CLI Commands for Fixes¶
Fix step 1: Inspect current network and auth posture¶
az storage account show \
--resource-group $RG \
--name $STORAGE_NAME \
--query "{publicNetworkAccess:publicNetworkAccess,allowBlobPublicAccess:allowBlobPublicAccess,defaultAction:networkRuleSet.defaultAction}" \
--output json
- Record the command output in the incident timeline.
- Re-test from the same client identity and network path that originally failed.
- If the change is temporary, document the rollback and a permanent follow-up action.
Fix step 2: Assign a Blob data role to the workload identity¶
az role assignment create \
--assignee-object-id $PRINCIPAL_ID \
--assignee-principal-type ServicePrincipal \
--role "Storage Blob Data Reader" \
--scope $(az storage account show --resource-group $RG --name $STORAGE_NAME --query id --output tsv) \
--output json
- Record the command output in the incident timeline.
- Re-test from the same client identity and network path that originally failed.
- If the change is temporary, document the rollback and a permanent follow-up action.
Fix step 3: Allow the expected subnet when public access remains enabled by policy¶
az storage account network-rule add \
--resource-group $RG \
--account-name $STORAGE_NAME \
--subnet $SUBNET_ID \
--output json
- Record the command output in the incident timeline.
- Re-test from the same client identity and network path that originally failed.
- If the change is temporary, document the rollback and a permanent follow-up action.

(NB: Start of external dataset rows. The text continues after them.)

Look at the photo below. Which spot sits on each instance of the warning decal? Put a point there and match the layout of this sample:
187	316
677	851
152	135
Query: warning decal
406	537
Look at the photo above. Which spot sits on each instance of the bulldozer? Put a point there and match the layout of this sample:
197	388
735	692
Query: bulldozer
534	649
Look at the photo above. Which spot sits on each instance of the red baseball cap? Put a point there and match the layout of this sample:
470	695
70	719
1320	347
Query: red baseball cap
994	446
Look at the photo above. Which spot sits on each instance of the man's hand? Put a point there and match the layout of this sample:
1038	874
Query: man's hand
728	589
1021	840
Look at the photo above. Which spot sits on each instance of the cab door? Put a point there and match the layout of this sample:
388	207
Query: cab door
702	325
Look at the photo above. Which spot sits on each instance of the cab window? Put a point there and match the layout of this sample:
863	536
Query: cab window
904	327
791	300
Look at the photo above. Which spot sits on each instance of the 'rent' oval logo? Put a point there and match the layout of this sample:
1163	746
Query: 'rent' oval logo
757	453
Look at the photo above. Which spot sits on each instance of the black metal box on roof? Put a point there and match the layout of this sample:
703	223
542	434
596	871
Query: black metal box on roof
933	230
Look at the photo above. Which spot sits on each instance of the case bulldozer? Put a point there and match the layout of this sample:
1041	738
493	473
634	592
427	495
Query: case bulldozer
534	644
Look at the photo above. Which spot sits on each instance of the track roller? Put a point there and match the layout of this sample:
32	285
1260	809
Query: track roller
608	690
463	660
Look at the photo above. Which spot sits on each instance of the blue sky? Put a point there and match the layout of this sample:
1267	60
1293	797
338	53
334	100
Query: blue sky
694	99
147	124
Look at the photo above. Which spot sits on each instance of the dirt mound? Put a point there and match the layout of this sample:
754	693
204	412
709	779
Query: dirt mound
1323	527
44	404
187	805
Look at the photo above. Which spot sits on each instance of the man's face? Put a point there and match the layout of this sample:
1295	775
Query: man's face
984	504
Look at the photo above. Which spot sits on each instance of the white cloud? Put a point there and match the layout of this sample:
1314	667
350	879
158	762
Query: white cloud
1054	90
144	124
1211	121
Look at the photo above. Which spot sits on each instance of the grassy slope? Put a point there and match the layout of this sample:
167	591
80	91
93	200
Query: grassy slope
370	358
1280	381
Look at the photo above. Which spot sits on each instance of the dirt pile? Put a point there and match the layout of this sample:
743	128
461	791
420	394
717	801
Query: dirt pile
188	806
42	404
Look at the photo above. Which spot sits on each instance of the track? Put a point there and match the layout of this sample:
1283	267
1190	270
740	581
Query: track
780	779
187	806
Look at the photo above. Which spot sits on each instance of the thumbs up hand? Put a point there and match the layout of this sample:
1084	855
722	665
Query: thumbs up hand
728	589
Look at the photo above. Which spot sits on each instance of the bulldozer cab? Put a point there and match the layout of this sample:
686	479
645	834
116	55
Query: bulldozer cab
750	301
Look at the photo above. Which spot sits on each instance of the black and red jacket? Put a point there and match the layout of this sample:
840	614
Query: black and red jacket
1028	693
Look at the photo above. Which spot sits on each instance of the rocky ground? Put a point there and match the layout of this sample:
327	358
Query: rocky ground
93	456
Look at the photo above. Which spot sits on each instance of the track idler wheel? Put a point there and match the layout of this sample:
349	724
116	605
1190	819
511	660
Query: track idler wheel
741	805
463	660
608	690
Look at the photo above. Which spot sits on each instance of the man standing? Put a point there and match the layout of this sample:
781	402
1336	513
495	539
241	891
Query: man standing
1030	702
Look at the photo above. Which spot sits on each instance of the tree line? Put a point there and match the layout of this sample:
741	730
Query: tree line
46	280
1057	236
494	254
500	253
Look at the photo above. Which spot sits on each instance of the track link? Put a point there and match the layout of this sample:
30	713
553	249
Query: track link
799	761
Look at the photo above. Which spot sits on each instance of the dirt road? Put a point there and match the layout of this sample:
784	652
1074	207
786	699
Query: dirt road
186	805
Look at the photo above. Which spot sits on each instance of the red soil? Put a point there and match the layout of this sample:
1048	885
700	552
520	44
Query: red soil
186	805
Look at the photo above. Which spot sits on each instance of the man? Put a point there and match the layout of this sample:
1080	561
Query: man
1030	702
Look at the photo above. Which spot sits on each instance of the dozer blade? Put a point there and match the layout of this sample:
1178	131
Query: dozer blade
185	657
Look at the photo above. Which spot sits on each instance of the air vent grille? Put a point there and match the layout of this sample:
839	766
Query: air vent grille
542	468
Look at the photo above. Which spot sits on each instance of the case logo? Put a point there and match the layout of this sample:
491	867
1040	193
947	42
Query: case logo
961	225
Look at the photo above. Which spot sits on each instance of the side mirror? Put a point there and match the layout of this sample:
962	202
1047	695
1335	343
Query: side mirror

Fix step 4: Generate a user delegation SAS for short-lived troubleshooting validation¶
az storage container generate-sas \
--as-user \
--auth-mode login \
--account-name $STORAGE_NAME \
--name $CONTAINER_NAME \
--permissions rl \
--expiry 2026-12-31T23:00Z \
--https-only \
--output tsv
- Record the command output in the incident timeline.
- Re-test from the same client identity and network path that originally failed.
- If the change is temporary, document the rollback and a permanent follow-up action.
Prevention Checklist¶
- [ ] The ownership of this storage account and its policies is documented.
- [ ] Monitoring exists for the symptom class described in this playbook.
- [ ] Teams use long-lived credentials only by exception and with review.
- [ ] Private networking, DNS, and route dependencies are documented where relevant.
- [ ] Blob lifecycle and access tier behavior are explained to data owners.
- [ ] Premium storage or scale-out decisions are backed by measured evidence.
- [ ] Change control captures storage account setting updates that alter runtime behavior.
- [ ] The runbook includes validation and rollback steps.